No le hizo falta verla para darse cuenta de que Paula estaba profundamente decepcionada.


—Efectivamente —continuó— son razones muy personales: verá, no estoy cualificado para escribir la columna. No soy viudo, ni siquiera soy padre. Y se lo digo ahora porque es ahora cuando, gracias a P.E. Chaves, he aprendido lo que es la sinceridad y la integridad —se detuvo un instante. El corazón le latía a tal velocidad que temía que fuera a salírsele del pecho.


Paula lo miraba con ojos húmedos. No quedaba ni rastro de rabia o dolor en su rostro. Al mirarla, Pedro sintió que le inundaba una gran calma. Todavía no había dicho lo más importante, pero ahora le iba a resultar muy fácil.


—Y quiero decir que la amo. Solo espero que ella me corresponda.
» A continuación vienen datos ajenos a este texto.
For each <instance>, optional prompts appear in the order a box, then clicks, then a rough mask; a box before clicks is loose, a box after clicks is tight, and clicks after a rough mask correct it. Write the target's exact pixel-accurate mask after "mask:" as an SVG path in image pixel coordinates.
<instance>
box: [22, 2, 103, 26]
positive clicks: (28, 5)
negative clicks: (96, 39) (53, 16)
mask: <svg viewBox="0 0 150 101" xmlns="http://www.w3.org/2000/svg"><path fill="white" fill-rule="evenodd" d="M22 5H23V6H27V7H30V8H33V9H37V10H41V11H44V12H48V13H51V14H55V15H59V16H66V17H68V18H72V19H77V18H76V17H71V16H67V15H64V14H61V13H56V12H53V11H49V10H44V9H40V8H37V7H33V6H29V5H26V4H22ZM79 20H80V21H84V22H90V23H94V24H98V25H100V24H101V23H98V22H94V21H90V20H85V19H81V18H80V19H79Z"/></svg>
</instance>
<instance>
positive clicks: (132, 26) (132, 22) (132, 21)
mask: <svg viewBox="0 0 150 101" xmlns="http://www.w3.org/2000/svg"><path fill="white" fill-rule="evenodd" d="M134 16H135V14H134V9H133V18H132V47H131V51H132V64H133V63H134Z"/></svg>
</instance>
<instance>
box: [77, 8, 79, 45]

Paula parpadeó. Abrió la boca, pero fue incapaz de articular palabra. Su expresión, sin embargo, se hizo más dura.


Un estremecimiento le recorrió la espina dorsal: aquella no era en absoluto la reacción que él esperaba. ¿En qué se había equivocado?


«El Segador» les lanzó una aviesa mirada.


—Este es un tema que no debe ser discutido en esta reunión —declaró tajante—. Os ruego que salgáis fuera.


—Espera un minuto —protestó Paula cuando Pedro le asió por un hombro.


—Fuera—repitió «el Segador».


Paula lanzó una mirada a Pedro, se levantó por fin y tras alisarse la falda lo siguió hasta la puerta. El joven podía sentir la rabia que le salía por todos los poros de la piel.


—Por cierto —añadió «el Segador» cuando estaban a punto de traspasar el umbral—. Estáis despedidos. Los dos.


—Yo también tengo una noticia que darle, asno estúpido: no te la mereces —dijo Pedro antes de cerrar la puerta.